The camps, as well as the main Sui market, were lying deserted when we visited the place a few days after the violent clashes.

Sui gas installation
The Sui gas field - an army garrison is to be set up here

"Most of the people left for safer places to avoid getting caught in the cross fire," local Ali Murad says.

With reports of more military reinforcements reaching the town, tension was still in the air. Alert paramilitary troops were out on the Sui streets, looking out for any potential trouble-makers.

In this small town, no one knew what awaits them. They were all complaining about their supply of drinking water from the Sui plant being cut off and labourers not being allowed to return to work.

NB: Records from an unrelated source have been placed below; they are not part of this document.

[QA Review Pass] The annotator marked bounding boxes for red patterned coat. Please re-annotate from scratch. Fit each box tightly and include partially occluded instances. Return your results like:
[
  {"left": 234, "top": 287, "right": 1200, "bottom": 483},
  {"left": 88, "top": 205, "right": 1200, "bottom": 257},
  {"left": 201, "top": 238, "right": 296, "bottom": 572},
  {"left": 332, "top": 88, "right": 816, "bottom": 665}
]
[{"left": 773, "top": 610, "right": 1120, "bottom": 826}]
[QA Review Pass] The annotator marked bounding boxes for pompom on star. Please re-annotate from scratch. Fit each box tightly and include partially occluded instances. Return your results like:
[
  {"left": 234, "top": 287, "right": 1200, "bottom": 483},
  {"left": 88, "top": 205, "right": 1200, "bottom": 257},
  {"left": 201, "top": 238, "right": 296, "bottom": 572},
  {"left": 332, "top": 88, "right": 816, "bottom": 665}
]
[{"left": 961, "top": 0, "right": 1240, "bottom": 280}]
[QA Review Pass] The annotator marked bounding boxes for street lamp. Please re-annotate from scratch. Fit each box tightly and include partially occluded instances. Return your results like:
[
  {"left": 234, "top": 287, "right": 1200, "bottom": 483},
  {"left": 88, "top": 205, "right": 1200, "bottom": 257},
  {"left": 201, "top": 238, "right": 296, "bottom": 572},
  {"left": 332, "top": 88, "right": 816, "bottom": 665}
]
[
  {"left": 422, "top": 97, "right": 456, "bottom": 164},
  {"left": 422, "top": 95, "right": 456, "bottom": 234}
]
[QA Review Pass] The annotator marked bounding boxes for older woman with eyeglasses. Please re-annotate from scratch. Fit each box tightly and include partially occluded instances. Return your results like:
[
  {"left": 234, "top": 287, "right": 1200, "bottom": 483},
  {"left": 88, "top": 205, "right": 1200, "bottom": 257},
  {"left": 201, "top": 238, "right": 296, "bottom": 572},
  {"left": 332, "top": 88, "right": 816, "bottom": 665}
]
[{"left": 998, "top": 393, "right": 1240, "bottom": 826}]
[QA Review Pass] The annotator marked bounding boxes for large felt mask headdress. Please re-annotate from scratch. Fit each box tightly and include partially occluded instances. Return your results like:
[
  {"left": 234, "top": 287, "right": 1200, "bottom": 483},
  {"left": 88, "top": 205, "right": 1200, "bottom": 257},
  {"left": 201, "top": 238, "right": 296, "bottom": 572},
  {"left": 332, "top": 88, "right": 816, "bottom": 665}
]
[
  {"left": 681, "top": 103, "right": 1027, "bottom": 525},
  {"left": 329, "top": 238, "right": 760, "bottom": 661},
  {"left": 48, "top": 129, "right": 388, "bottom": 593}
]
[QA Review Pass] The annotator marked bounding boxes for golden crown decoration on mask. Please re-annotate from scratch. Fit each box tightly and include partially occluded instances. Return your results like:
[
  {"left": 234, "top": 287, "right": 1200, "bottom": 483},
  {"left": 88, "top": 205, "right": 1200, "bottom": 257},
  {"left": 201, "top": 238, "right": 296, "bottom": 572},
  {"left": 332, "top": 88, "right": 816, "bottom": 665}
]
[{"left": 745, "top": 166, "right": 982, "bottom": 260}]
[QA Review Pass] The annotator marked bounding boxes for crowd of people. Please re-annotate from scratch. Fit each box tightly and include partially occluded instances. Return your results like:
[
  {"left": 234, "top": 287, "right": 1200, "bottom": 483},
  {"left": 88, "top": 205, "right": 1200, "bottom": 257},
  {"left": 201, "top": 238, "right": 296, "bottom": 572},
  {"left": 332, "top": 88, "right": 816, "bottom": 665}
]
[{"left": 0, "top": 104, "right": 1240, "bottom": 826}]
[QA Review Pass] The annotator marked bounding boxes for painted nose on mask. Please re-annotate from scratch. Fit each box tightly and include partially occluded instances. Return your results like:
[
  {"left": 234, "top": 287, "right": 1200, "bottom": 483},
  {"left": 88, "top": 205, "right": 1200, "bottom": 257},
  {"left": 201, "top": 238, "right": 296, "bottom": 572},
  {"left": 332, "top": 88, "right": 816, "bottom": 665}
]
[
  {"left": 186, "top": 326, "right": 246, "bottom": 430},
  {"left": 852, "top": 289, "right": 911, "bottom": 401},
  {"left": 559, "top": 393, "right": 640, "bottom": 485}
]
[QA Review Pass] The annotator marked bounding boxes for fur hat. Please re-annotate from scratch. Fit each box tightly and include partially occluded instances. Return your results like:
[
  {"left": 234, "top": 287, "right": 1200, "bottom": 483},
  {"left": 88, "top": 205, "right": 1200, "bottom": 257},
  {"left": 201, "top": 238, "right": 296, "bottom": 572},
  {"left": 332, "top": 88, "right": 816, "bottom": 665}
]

Some said official reports that the plant had been damaged in the fighting were not true.

Haji Sabzal says the government was exaggerating the damage to the plant so that public opinion would be sympathetic to any military operation against the tribesmen.

The tight official control of the media over what could be seen of the plant damage has cast doubt over the episode.

All eyes in Sui are now focused on the official inquiry into the gang rape case.

But no one in Sui or Dera Bugti is ready to accept the impartiality of the investigations.

"We have little faith in DNA or other tests if carried out by the government. For us to be satisfied, the accused will have to take a walk on fire," says Wadera Mohammad Bakhsh.

That's a reference to the tribal judicial custom whereby accused walk on hot coals in bare feet. Their guilt is determined by the damage to their flesh.

However, there is little doubt that the reasons behind the violent clashes at Sui go further than the allegations of rape.

Years of economic deprivation, growing feelings against law enforcement agencies and tribal pride have all played their part.